Gericht: Bundesgerichtshof
Beschluss verkündet am 02.07.1998
Aktenzeichen: I ZB 6/96
Rechtsgebiete: MarkenG


Vorschriften:

MarkenG § 9 Abs. 1 Nr. 2
EKKO BLEIFREI

MarkenG § 9 Abs. 1 Nr. 2

Erscheint ein in einem Zeichen enthaltenes, eine Eigenschaft einer Vielzahl von Produkten unmittelbar beschreibendes Wort (hier: bleifrei) auf dem in Betracht zu ziehenden Warengebiet (hier: Bekleidungsstücke, Kopfbedeckungen) dem Verkehr als verfremdende Phantasiebezeichnung, kann es bei der Bestimmung des Gesamteindrucks des Zeichens nicht wegen seines beschreibenden Inhalts unberücksichtigt bleiben.

BGH, Beschl. v. 2. Juli 1998 - I ZB 6/96 - Bundespatentgericht


BUNDESGERICHTSHOF BESCHLUSS

I ZB 6/96

Verkündet am: 2. Juli 1998

Walz Justizamtsinspektor als Urkundsbeamter der Geschäftsstelle

in der Rechtsbeschwerdesache

betreffend die Markenanmeldung E 28 805/25 Wz

Der I. Zivilsenat des Bundesgerichtshofes hat auf die mündliche Verhandlung vom 2. Juli 1998 durch den Vorsitzenden Richter Prof. Dr. Erdmann und die Richter Prof. Dr. Mees, Prof. Dr.
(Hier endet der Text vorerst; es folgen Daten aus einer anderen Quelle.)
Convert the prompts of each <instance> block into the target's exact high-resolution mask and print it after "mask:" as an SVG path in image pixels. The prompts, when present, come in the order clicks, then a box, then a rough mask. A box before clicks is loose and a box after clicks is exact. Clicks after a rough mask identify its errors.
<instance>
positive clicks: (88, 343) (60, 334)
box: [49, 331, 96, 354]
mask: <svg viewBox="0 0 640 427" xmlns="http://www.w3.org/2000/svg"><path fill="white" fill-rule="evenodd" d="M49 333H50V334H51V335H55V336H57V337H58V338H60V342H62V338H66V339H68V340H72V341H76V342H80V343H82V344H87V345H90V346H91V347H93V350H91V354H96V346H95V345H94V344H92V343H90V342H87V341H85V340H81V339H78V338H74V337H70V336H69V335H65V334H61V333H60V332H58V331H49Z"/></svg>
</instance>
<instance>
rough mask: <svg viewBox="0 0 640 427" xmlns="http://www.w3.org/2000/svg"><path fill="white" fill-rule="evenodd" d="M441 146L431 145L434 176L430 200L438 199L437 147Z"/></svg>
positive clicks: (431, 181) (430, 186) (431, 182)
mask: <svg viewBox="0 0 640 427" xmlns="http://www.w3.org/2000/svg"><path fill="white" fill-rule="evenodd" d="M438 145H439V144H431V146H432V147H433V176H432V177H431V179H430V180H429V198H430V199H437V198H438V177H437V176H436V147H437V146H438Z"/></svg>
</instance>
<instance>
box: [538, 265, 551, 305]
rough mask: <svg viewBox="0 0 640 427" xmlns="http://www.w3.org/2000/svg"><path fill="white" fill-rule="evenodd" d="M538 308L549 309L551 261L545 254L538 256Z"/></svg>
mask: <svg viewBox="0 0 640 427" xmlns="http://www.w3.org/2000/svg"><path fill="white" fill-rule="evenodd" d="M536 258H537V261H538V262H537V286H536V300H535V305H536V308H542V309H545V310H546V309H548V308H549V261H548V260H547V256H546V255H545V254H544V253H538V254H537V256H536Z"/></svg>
Ullmann, Starck und Pokrant

beschlossen:

Die Rechtsbeschwerde gegen den am 25. Januar 1996 an Verkündungs Statt zugestellten Beschluß des 27. Senats (Marken-Beschwerdesenats IV) des Bundespatentgerichts wird auf Kosten der Widersprechenden zurückgewiesen.

Der Gegenstandswert der Rechtsbeschwerde wird auf 50.000,-- DM festgesetzt.

Gründe:

I. Die Anmelderin begehrt mit ihrer am 11. Juli 1989 eingereichten Anmeldung Schutz für das nachstehend abgebildete Zeichen (farbig)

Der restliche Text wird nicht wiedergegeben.